Price: Free (premium versions from $9.92 per month)
Download: TrainingPeaks for iOS or TrainingPeaks for Android
Cyclemeter
Cyclemeter
Cyclemeter is impressively easy to use considering its breadth of features. Cyclemeter
Cyclemeter turns your smartphone into a great cycling computer – if you’re down with putting your phone on your handlebars, that is.

It’s similar to Wahoo Fitness in its wealth of customisable options during the ride, but you also get a smorgasbord of post-ride analysis. Plus, you don’t have to log into any site; the data stays on your device.

You can start/stop rides with your iPhone earphone remote button, too (if you choose to ride with headphones), and integrated Google Maps can assist you in unfamiliar areas.

Cyclemeter also plays nicely with Strava, Facebook, Twitter and more, while importing and exporting routes is also easy.

Price Free (in-app upgrades available for $9.99 each)
Download Cyclemeter for iOS or Cyclemeter for Android
Elite HRV
Elite HRV app
The app can indicate when you’re fine to ramp up training or dial it down. Simon Von Bromley / Immediate Media
For those who don’t already have enough data and metrics in their life, the Elite HRV app provides an easy way to track your heart rate variability (HRV).

Over time, HRV data can be used as a marker for monitoring your recovery from training and your readiness (or otherwise) to take on more training load.

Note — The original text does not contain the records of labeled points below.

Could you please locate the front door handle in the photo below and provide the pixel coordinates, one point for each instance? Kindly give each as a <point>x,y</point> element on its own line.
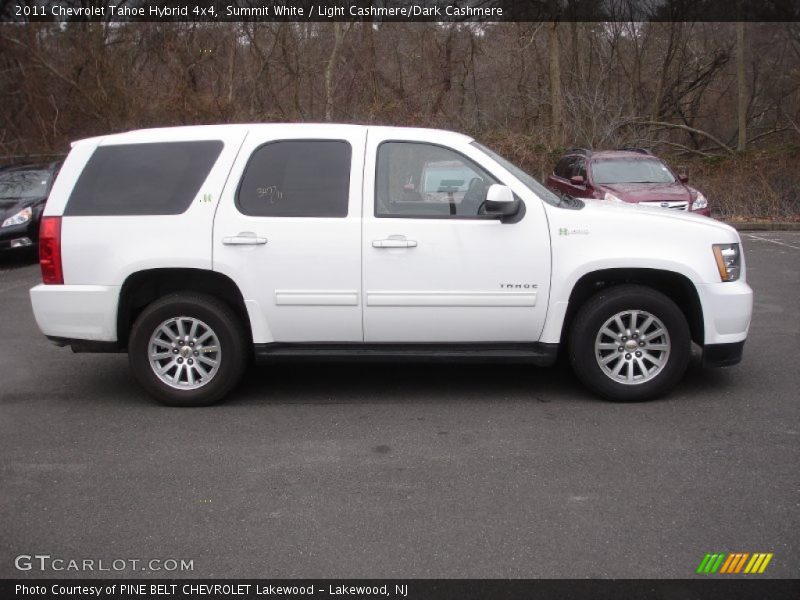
<point>394,243</point>
<point>244,238</point>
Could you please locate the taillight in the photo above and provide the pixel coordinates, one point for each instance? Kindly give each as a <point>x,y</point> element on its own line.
<point>50,250</point>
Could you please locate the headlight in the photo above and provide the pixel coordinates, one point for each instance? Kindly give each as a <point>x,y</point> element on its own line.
<point>729,261</point>
<point>699,202</point>
<point>21,217</point>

You’ll need a compatible Bluetooth heart rate monitor, such as a Polar H10 heart rate strap (a full list of compatible devices can be found on Elite HRV’s website), but you’ll be able to track your HRV for free, with unlimited data storage.

You can also tag each reading with relevant information such as your mood, stress levels and recent activity, to help give further context to your results.

As you build up a longitudinal profile, the app will then be able to give you insights into your potential readiness for physical activity after each reading.

There are also paid tiers, which offer more advanced insights and readiness information, but for those interested in dipping their toes into using HRV as a training aid, the free tier offers a great deal in an easy-to-digest format.